In the beginning, Pelayo and Elisenda only take “care” of the strange old man when they heavily benefit from him by charging five cents admission to see him. But when a spider woman comes—offering a much easier moral lesson to understand—people pay less attention to the angel because they do not genuinely care about him spiritually. The old man is dragged here and there. The chicken coop house of the old man collapses due to rain and sun, but they selfishly don’t repair it once he stops generating revenue.


d. The story deals with the common people’s gullibility. How do Pelayo and his wife take advantage of common people’s whim?

The story beautifully deals with the common people’s gullibility. Pelayo and his wife saw an old man with wings in their garden. When they wanted to talk with him, he answered in an impenetrable dialect. So they called an old woman who was known as a witch. She confidently called the old man an “angel” who came to take their child. Pelayo pulled him out of the mud and locked him up with the hens in the wire chicken coop.
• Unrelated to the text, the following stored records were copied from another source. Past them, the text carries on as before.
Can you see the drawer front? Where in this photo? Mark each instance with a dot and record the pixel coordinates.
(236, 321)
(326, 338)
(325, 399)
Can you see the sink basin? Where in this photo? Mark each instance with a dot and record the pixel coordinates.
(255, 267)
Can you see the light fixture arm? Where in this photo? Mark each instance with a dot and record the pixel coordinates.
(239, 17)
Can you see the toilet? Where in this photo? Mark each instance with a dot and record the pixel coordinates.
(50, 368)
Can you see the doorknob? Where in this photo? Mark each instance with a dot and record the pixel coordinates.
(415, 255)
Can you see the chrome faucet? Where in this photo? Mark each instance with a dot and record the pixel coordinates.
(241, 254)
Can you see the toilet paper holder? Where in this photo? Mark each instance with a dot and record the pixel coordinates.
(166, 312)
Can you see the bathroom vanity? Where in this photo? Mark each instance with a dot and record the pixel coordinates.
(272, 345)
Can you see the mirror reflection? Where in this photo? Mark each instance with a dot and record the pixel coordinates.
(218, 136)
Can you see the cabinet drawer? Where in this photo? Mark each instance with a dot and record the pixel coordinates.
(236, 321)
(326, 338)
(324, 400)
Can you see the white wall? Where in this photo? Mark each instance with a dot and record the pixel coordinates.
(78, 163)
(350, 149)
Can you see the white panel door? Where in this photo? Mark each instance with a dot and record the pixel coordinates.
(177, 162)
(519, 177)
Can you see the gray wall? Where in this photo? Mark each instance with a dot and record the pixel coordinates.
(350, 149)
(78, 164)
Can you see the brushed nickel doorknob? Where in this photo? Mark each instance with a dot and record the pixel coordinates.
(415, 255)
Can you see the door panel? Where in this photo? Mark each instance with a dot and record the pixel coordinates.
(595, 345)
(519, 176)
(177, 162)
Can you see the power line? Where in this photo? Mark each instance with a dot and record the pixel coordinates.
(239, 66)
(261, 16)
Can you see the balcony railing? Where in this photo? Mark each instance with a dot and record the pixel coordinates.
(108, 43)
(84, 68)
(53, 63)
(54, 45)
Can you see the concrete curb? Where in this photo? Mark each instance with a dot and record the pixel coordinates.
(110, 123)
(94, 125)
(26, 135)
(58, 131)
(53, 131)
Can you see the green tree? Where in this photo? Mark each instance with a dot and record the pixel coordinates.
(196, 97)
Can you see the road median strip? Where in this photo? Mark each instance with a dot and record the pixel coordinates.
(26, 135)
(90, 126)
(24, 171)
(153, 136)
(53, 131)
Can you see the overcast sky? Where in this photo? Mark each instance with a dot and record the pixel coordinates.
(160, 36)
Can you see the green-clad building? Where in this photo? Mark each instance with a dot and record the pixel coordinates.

A short time afterwards, the sick child woke up without a fever and with a healthy desire to eat. They now felt like magic just happened. Then they felt momentarily generous and decided to put the old man on a raft with fresh water and provisions to leave him to his fate on the high seas. But when they got up early in the morning and saw that their courtyard was completely full of crowds, they were amazed. The news of the angel spread like a fire. People didn’t even listen to Father Gonzaga’s logical voice that he was not an angel.

Seeing this gullibility, Pelayo’s wife, Elisenda, got a brilliant, greedy idea to fence in the yard and charge five cents admission to see the angel. By heavily taking advantage of the common people’s whim and obsession with the supernatural, they gathered a massive amount of wealth from it and built a luxurious mansion for themselves, treating the angel merely as a profitable circus freak.